Mitra Somosmita, Banerjee Subhashis, Hayashi Yoichi
Department of Computer Science and Engineering, Institute of Engineering & Management, Kolkata 700091, West Bengal, India.
Machine Intelligence Unit, Indian Statistical Institute, Kolkata 700108, West Bengal, India.
PLoS One. 2017 Nov 2;12(11):e0187209. doi: 10.1371/journal.pone.0187209. eCollection 2017.

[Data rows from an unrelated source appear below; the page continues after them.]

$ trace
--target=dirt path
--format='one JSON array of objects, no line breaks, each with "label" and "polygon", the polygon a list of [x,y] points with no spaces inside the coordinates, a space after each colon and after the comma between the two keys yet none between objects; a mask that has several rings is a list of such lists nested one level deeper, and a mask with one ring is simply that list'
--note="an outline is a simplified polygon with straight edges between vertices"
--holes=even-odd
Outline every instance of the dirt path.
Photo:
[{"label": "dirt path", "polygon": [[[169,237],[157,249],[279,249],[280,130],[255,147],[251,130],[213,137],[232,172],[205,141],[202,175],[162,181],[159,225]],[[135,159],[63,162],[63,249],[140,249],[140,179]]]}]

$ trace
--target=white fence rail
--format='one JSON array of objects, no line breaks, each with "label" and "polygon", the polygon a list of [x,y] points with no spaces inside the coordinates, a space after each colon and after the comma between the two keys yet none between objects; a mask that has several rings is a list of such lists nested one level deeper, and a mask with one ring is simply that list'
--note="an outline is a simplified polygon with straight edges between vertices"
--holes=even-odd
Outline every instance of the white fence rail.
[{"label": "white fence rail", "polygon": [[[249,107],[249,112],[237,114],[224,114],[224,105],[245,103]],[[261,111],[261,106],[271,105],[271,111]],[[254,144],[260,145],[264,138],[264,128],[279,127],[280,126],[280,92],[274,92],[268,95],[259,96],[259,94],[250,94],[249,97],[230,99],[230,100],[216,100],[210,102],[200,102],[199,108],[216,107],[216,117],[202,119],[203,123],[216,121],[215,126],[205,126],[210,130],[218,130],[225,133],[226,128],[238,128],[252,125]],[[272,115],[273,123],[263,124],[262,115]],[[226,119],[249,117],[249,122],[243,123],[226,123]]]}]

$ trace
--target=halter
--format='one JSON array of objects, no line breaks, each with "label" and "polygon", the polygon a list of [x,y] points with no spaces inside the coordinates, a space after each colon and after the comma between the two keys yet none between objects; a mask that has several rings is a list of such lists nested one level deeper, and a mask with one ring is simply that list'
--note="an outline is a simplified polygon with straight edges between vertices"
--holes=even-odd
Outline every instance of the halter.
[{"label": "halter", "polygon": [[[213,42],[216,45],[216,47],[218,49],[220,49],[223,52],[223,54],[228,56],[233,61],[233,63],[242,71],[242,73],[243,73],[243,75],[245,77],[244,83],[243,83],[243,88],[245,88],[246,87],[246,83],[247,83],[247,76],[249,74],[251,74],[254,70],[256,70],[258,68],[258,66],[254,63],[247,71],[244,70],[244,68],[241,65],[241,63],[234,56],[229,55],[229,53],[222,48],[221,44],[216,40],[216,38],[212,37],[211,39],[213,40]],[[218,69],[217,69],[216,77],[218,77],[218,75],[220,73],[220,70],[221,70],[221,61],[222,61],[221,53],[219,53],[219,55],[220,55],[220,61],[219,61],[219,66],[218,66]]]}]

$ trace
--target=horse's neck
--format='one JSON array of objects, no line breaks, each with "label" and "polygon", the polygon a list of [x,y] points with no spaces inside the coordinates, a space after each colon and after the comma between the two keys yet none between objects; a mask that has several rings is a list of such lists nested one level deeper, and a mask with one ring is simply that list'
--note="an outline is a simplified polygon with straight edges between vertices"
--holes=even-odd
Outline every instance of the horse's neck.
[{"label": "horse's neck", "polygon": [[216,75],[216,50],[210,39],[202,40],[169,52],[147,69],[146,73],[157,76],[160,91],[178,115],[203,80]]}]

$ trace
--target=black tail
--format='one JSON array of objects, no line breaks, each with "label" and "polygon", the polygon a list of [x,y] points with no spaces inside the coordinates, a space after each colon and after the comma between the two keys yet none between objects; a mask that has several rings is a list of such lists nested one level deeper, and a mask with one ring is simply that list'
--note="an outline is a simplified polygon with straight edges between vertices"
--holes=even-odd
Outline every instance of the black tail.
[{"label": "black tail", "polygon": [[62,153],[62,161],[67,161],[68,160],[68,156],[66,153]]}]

Medical image processing has become a major player in the world of automatic tumour region detection and is tantamount to the incipient stages of computer aided design. Saliency detection is a crucial application of medical image processing, and serves in its potential aid to medical practitioners by making the affected area stand out in the foreground from the rest of the background image. The algorithm developed here is a new approach to the detection of saliency in a three dimensional multi channel MR image sequence for the glioblastoma multiforme (a form of malignant brain tumour). First we enhance the three channels, FLAIR (Fluid Attenuated Inversion Recovery), T2 and T1C (contrast enhanced with gadolinium) to generate a pseudo coloured RGB image. This is then converted to the CIE Lab* color space. Processing on cubes of sizes k = 4, 8, 16, the Lab* 3D image is then compressed into volumetric units; each representing the neighbourhood information of the surrounding 64 voxels for k = 4, 512 voxels for k = 8 and 4096 voxels for k = 16, respectively. The spatial distance of these voxels are then compared along the three major axes to generate the novel 3D saliency map of a 3D image, which unambiguously highlights the tumour region. The algorithm operates along the three major axes to maximise the computation efficiency while minimising loss of valuable 3D information. Thus the 3D multichannel MR image saliency detection algorithm is useful in generating a uniform and logistically correct 3D saliency map with pragmatic applicability in Computer Aided Detection (CADe). Assignment of uniform importance to all three axes proves to be an important factor in volumetric processing, which helps in noise reduction and reduces the possibility of compromising essential information. The effectiveness of the algorithm was evaluated over the BRATS MICCAI 2015 dataset having 274 glioma cases, consisting both of high grade and low grade GBM. The results were compared with that of the 2D saliency detection algorithm taken over the entire sequence of brain data. For all comparisons, the Area Under the receiver operator characteristic (ROC) Curve (AUC) has been found to be more than 0.99 ± 0.01 over various tumour types, structures and locations.
医学图像处理已成为自动肿瘤区域检测领域的主要力量,等同于计算机辅助设计的初始阶段。显著性检测是医学图像处理的一项关键应用,通过使受影响区域在背景图像的其余部分中突出显示,潜在地帮助医学从业者。这里开发的算法是一种检测多形性胶质母细胞瘤(一种恶性脑肿瘤)的三维多通道磁共振图像序列中显著性的新方法。首先,我们增强三个通道,即液体衰减反转恢复(FLAIR)、T2和T1C(用钆增强对比度),以生成伪彩色RGB图像。然后将其转换到CIE Lab颜色空间。对大小为k = 4、8、16的立方体进行处理后,Lab三维图像随后被压缩为体积单元;对于k = 4,每个单元分别表示周围64个体素的邻域信息,对于k = 8表示512个体素,对于k = 16表示4096个体素。然后沿着三个主轴比较这些体素的空间距离,以生成三维图像的新型三维显著性图,该图明确突出了肿瘤区域。该算法沿着三个主轴运行,以在最小化有价值的三维信息损失的同时最大化计算效率。因此,三维多通道磁共振图像显著性检测算法有助于生成均匀且逻辑正确的三维显著性图,并在计算机辅助检测(CADe)中具有实际适用性。在体积处理中,对所有三个轴赋予同等重要性被证明是一个重要因素,这有助于降低噪声并减少损害基本信息的可能性。该算法的有效性在具有274例胶质瘤病例(包括高级别和低级别胶质母细胞瘤)的BRATS MICCAI 2015数据集上进行了评估。结果与在整个脑数据序列上采用的二维显著性检测算法的结果进行了比较。对于所有比较,在各种肿瘤类型、结构和位置上,接收者操作特征(ROC)曲线下面积(AUC)均超过0.99±0.01。